Key properties on streamed messages:

msg.text_delta — current text chunk (for live display)
msg.text — full accumulated text
msg.tool_calls — list of ToolCallPart on assistant messages
msg.output — validated Pydantic instance (when using output_type)
msg.get_hook_part() — find a hook suspension part

Serialize: msg.model_dump(). Restore: ai.messages.Message.model_validate(data).

Streaming tools

A regular @ai.tool returns the tool result directly. An async-generator tool yields intermediate values that stream to the consumer as ai.events.PartialToolCallResult events; an aggregator decides what the model sees as the final result.

Declare the aggregator via the return-type annotation:

@ai.tool
async def fetch(url: str) -> ai.StreamingStatusTool[str]:
    yield "connecting..."
    yield "downloading..."
    yield body              # last yield = tool result; earlier yields = status

@ai.tool
async def render(prompt: str) -> ai.StreamingTextTool:
    async for chunk in stream:
        yield chunk         # all chunks concatenated into the tool result

@ai.tool
async def research(topic: str) -> ai.SubAgentTool:
    sub = ai.agent(tools=[...])
    async for event in sub.run(model, msgs):
        yield event         # final assistant text becomes the tool result

These aliases expand to Annotated[AsyncGenerator[T], ai.Aggregate(Aggregator)]. For a parameterized aggregator, write the marker directly:

type Joined = Annotated[AsyncGenerator[str], ai.Aggregate(ai.ConcatAggregator, delim="\n")]

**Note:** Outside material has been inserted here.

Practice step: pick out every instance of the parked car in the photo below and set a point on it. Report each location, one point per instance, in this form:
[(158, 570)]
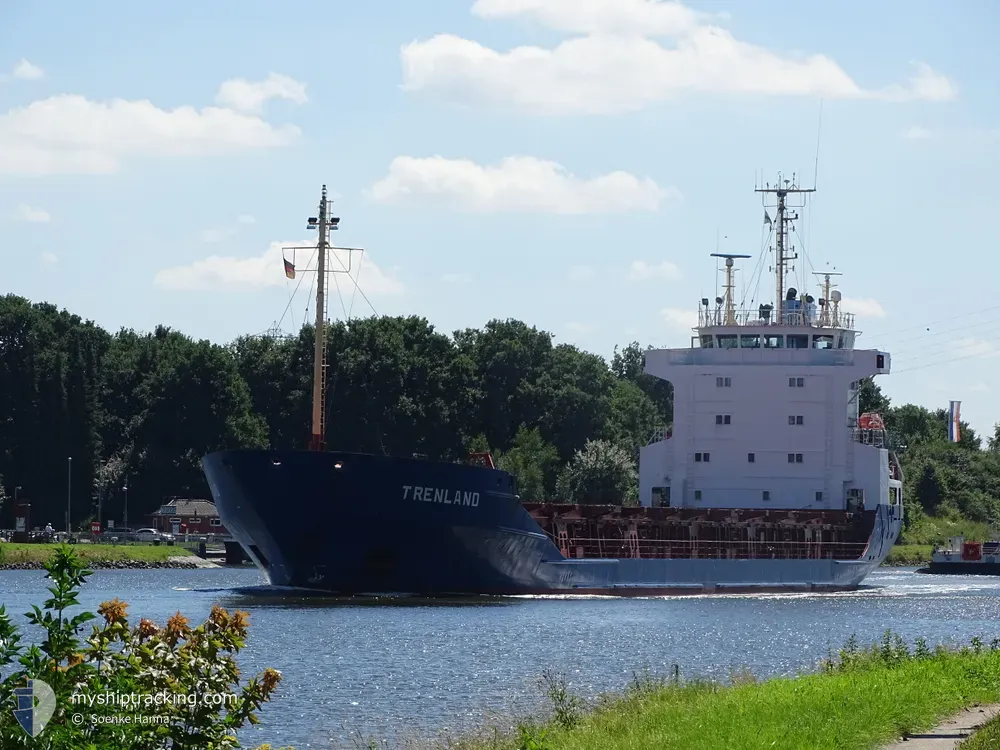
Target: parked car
[(152, 535)]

Or pass the factory as a keyword argument: @ai.tool(aggregator=ai.LastAggregator). Specifying both an annotation marker and the kwarg raises TypeError.

Built-in aggregators: ai.ConcatAggregator, ai.LastAggregator, ai.MessageAggregator. Subclass ai.SimpleAggregator[Item, Result] (in/out same type) or ai.events.Aggregator[Item, Result, ModelResult] (separate model output) for custom ones.

Custom agent loops

Override the default loop when you need approval gates, routing, or batching.

The loop yields AgentEvents for the consumer and updates history with context.add(message). Anything not added to context.messages won't be visible on the next turn.

Concurrent form — fan tools out as the model emits them, mirrors the default loop.

my_agent = ai.agent(tools=[get_weather, get_population])

@my_agent.loop
async def custom(context: ai.Context):
    while context.keep_running():
        async with (
            ai.stream(
                context.model, context.messages, tools=context.tools
            ) as s,
            ai.ToolRunner(s) as tr,
        ):
            async for event in ai.util.merge(s, tr.events()):
                yield event
                if isinstance(event, ai.events.ToolEnd):
                    tr.schedule(context.resolve(event.tool_call))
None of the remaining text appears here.